Quels sont ses effets sur l'organisme et pourquoi nous rend-t-elle désagréable lorsque l'on a faim ?

Puisque vous interrogez une psychanalyste sur la ghréline, vous savez que le corps n’est pas qu’une machine, même merveilleuse ! Depuis des années je travaille le rapport entre le corps et la psyché et inversement, en particulier dans les questions d’obésité. L’interaction entre les messages envoyés au cerveau par les hormones et les messages envoyés au corps par la psyché est particulièrement complexe. Qui plus est ce rapport est singulier. Deux personnes ayant les mêmes dosages biologiques ne vont pas avoir les mêmes comportements, n’est pas ? De même, deux personnes élevées dans la même famille, ayant à peu près la même histoire, n’auront pas non plus exactement un même vécu… 

Quand une stimulation interne se produit, il y a de fortes chances pour qu’une réponse s’en suive… Quand on a faim, l’important est de se nourrir. Donc si des empêchements se présentent, cela contrarie le sujet. Plus ou moins fortement, au même degré de production de stimulation, selon la personne ! Cela se manifeste dans divers domaines de l’existence, le "point de non-retour" dépend à la fois des hormones et de la perception psychique induite. Ce ressenti physique est réinterprété psychiquement. N’ayant pas le même rapport les uns et les autres, à la frustration, à la nourriture, etc… ce qui est perçu comme désagréable par certains est insupportable par d’autres. La réponse est proportionnelle à ce qui est vécu subjectivement. Les effets dans l’organisme ne déterminent pas à eux seuls les conséquences sur le comportement. Certes, c’est une composante importante, une condition nécessaire mais pas suffisante.
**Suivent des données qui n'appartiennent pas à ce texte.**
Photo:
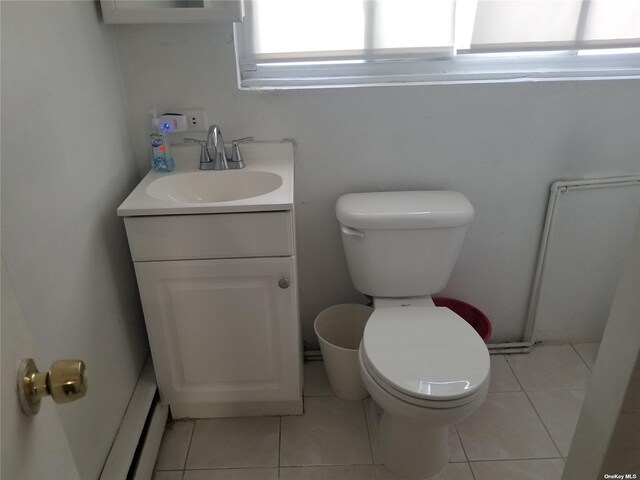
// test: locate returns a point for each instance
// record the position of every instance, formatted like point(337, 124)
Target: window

La grhéline peut-elle influencer les comportements alimentaires de certaines personnes, par exemple lorsqu'un taux est soit trop élevé soit trop bas ?

Bien sûr, nous y voilà, "certaines personnes" sont plus déterminées par les éléments biologiques que d’autres. Pourquoi ? Pour des raisons psychiques, structurelles, résultant de leur construction, tout aussi importantes que la biologie. Quelqu’un qui a un surmoi très fort, par exemple, recevra de l’intérieur des ordres l’empêchant de satisfaire telle envie, irrésistible pour d’autres. Ce qui peut être bien, sur le plan comportemental, dans certains cas et moins dans d’autres, évidemment. Le seul taux de tel ou tel indicateur biologique ne suffit pas à tout expliquer car la tolérance personnelle, intrapsychique intervient. Elle se détermine à la fois individuellement et socialement. L’éducation d’un jeune enfant dépend (aussi) de la culture dans laquelle elle se déroule, on sait fort bien que les sociétés évoluent et que les normes sont variables. Aussi, tout ramener à un fonctionnement d’un corps-machine serait aussi réducteur que l’ignorer.

Bien évidemment, cette mixité des approches contrarie à la fois les spécialistes et les personnes, on aimerait trouver des solutions simples, définitives, à des problèmes complexes, retrouver la maîtrise et le pouvoir… Plus ce besoin primaire se manifeste et moins on part sur de bonnes bases, pourrions-nous conclure, diriez-vous… Mais pas seulement. Si les causes sont d’abord et avant tout biologiques, alors les traitements aussi. Ainsi la façon de poser le problème induit les réponses, vous êtes d’accord ? En accentuant le facteur biologique, on se dirige vars une réponse médicamenteuse. Tout médicament ayant des effets secondaires, on ouvre une boîte de Pandore. Les laboratoires pharmaceutiques ne sont pas pour rien dans ces accents posés sur un type de recherche. La manipulation se situe dans l’ombre. Le coup de projecteur sur d’autres aspects est indispensable.

Dans l’obésité, on dit et on répète partout que les aspects psychologiques sont considérables. Mais, les consultations ne sont pas remboursées alors que les interventions chirurgicales, les x médicaments le sont et coûtent une fortune à la collectivité. La question mérite d’être débattue et non tue comme elle l’est. C’est aussi vrai dans de nombreux autres domaines, prenons la dépression avant d’en terminer. Les antidépresseurs sont surconsommés en France. Coût à la fois pour la Sécurité Sociale et pour les personnes car les effets secondaires existent… mais les consultations psychologiques pour soigner le mal à la racine ne sont pas prises en charge. Paradoxe, non ? Paradoxe à méditer.